FEMA Promising Practice: Inclusive Emergency Management Practices in Vermont

FEMA Promising Practice: Inclusive Emergency Management Practices in Vermont

12th November, 2015

On August 28, 2011, the State of Vermont was devastated by Tropical Storm Irene, resulting in several deaths, hundreds of homes destroyed, over a thousand Vermonters displaced, damage to hundreds of businesses and farms, and thousands of roads and bridges being washed out. In the aftermath of this historic natural disaster and with funding made possible by the Vermont Department of Public Safety, Disability Rights Vermont and the Vermont & New Hampshire Valley Region of the American Red Cross worked collaboratively to survey emergency shelters for accessibility and develop emergency planning processes inclusive of people with disabilities and others with access and functional needs in disaster planning, preparedness, response, relief, and recovery efforts. Disability Rights Vermont also provided 8 two-hour trainings to 45 Red Cross volunteers and approximately 25 Community Emergency Response Team (CERT) volunteers on the ADA, disability etiquette, and assisting individuals with disabilities during times of disaster.

Learning Objectives:

  • Describe processes for surveying and adapting emergency shelters to ensure accessibility and sheltering of people with disabilities in an integrated environment.
  • Name best practices for training emergency management staff and volunteers in working effectively with people with disabilities.
  • Identify strategies for building effective partnerships between state governments, emergency preparedness/disaster recovery agencies, and the disability community.
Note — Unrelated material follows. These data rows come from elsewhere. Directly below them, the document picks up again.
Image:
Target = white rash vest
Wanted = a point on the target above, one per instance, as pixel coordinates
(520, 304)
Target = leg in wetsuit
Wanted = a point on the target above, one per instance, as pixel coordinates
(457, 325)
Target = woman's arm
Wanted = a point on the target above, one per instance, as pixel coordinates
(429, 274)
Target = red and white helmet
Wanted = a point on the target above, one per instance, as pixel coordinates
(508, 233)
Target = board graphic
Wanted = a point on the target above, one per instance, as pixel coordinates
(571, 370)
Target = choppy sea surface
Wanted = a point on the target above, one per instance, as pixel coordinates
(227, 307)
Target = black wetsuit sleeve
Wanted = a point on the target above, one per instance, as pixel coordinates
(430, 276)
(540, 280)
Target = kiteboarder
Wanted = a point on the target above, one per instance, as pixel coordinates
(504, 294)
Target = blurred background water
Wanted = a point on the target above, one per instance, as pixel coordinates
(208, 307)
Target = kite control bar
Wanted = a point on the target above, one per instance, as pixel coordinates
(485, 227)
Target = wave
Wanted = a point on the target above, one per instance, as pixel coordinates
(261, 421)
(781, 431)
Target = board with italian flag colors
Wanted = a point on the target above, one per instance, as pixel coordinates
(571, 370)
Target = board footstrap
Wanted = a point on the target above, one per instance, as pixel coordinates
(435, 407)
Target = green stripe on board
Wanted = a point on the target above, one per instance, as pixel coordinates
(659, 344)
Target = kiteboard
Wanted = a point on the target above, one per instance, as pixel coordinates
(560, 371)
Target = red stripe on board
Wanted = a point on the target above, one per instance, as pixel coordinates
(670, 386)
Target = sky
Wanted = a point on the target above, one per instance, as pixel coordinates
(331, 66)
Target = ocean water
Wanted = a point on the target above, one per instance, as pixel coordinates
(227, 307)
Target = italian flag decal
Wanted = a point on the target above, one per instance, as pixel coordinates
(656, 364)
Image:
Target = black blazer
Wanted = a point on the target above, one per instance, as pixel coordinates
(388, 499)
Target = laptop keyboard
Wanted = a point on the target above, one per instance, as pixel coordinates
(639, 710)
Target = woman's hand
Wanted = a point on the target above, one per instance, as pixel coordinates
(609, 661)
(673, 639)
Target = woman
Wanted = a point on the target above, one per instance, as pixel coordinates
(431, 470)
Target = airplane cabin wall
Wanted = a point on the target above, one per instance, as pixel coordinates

A.J. Ruben has been Supervising Attorney at Disability Rights Vermont (DRVT) since 2002. He and his family live in a rural town in Vermont that was cut off from the rest of the state for eight days during Tropical Storm Irene in 2011 and has worked with DRVT on emergency planning and preparedness issues for people with disabilities ever since.

Tina Wood has been a Senior Investigator/Paralegal with Disability Rights Vermont (DRVT) since 2000 and works mostly within the prisons in Vermont, investigating abuse and neglect allegations, and advocating on behalf of prisoners with disabilities. She has 15 years of experience volunteering in varying local emergency management roles, and currently is a Red Cross Disaster Liaison to the State Emergency Operations Center.

Michelle Bishop is a Disability Advocacy Specialist at the National Disability Rights Network (NRDN). In her role at NDRN, Michelle provides training and technical assistance to the national Protection & Advocacy Network (including DRVT) on inclusive emergency preparedness. She also works collaboratively with NDRN's MOU/MOA partners, FEMA and the Red Cross.